# Viking aquatics ipswich.



## Klymax (Apr 18, 2010)

I was recommended by work mates and my Station Quartermaster at work to go to viking aquatics in ipswich,

Theyre choice and range of everything is really good, the prices are average from what i was expecting, a large range of different fish and reptiles including the dreaded spiders (they scare the :censor: out of me tbh)

Id picked up my mealies and thought id get some locusts as well to vary my little geckos diets and i thought id see what they had in the way of reptiles, a large range of lovely bearded dragons looked in very good health ranging from babies right through to adult's, however i did see a couple of leopard geckos that sort of sprung a bit of 'omg thats bad' in my mind,

the leopard geckos two of them kept in a viv literally the size of a shoe box (both of them around a year old or so) one was shedding heavily and had a graze on its head, i flagged this to one of the staff members (ricky) and he quite politely informed me that the graze was part of a shed that the gecko had pulled off itself, and that it had been treated, but they both looked extremely thin and i didnt like what i saw, this aside i cannot fault the rest of the animals all healthy very full of life and looked very well looked after,

if i had 130 pounds to spend i would have taken the shedding gecko and its room mate with me and cared for them myself,

however this aside i highly recommend viking aquatics to anyone in the ipswich area, The man i spoke to was called Rickie and was very polite and informative on all the questions i asked him,


----------



## Spikebrit (Oct 23, 2006)

Klymax said:


> I was recommended by work mates and my Station Quartermaster at work to go to viking aquatics in ipswich,
> 
> Theyre choice and range of everything is really good, the prices are average from what i was expecting, a large range of different fish and reptiles including the dreaded spiders (they scare the :censor: out of me tbh)
> 
> ...



I'm sorry but i disagree with this.
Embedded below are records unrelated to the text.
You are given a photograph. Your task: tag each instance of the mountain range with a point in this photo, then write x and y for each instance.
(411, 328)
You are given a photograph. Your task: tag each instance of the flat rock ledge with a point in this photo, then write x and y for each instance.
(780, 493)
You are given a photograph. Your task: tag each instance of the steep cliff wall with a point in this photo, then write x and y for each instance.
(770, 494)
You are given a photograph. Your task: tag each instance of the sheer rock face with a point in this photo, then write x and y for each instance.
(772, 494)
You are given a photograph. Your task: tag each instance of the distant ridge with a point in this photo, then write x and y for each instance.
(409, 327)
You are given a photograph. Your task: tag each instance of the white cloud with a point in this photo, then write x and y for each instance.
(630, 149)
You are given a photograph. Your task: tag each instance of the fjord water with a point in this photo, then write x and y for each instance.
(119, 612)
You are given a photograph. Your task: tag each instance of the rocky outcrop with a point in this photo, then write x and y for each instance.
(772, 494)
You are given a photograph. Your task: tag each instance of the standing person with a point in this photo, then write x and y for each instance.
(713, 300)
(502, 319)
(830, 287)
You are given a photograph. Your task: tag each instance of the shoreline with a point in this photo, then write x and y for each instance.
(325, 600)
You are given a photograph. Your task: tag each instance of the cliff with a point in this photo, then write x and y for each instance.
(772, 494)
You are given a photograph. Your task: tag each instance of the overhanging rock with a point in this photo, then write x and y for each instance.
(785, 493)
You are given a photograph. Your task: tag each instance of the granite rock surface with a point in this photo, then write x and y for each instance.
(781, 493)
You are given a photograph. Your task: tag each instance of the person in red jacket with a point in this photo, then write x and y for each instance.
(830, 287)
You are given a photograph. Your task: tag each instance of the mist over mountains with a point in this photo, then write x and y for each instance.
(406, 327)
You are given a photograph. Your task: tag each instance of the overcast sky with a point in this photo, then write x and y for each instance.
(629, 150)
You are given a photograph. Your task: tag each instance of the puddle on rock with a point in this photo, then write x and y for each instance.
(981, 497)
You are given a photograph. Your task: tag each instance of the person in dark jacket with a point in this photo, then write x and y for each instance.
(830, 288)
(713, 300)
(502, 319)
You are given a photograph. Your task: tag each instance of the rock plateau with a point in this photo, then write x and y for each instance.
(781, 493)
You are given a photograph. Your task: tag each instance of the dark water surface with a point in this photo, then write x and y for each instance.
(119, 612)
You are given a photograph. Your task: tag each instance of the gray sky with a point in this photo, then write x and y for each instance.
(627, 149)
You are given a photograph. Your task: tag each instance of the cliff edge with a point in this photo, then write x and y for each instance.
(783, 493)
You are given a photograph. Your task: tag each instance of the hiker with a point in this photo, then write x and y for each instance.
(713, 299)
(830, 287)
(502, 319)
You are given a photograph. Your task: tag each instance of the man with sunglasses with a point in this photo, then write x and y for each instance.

There have been a few pertitions to get them closed down over the years, but as they have always improved thigs have never got to bad. They are by no means the worst i've seen, but there are a lot of improvements. 

I.e. they keep leo pairs in a 12x12x12 inch cube. Last time i was in they had 8 CWD in a 36x12x18. Most of their stock is wc with obvious issues, mites and nose rubs on about 60% of stock on my last visit. They do try but they cram so much in to undersized and ill prepared vivs.

Also i used to speak to some one who worked there for a short time and their knowledge, and behind the scenes care is aweful, along with lots of very ill animals left to die. 

It was a year ago i last visited and i really dont like it. 

They are by no means the worst but they are not a good store. 

Jay


----------



## Truffs (Aug 6, 2008)

I've only bought the occasional box of crix and lumps of cork bark from there but have found them to be fine, that said i've not spent much time in there and not really looked at the animals (i find it too tempting and dont have much willpower lol!)

Theres definitely a worse shop in the area which i visited once and decided never again!!!

Are there any decent rep shops in east anglia that anyone knows of, i keep looking but they seem to be thin on the ground round here?!


----------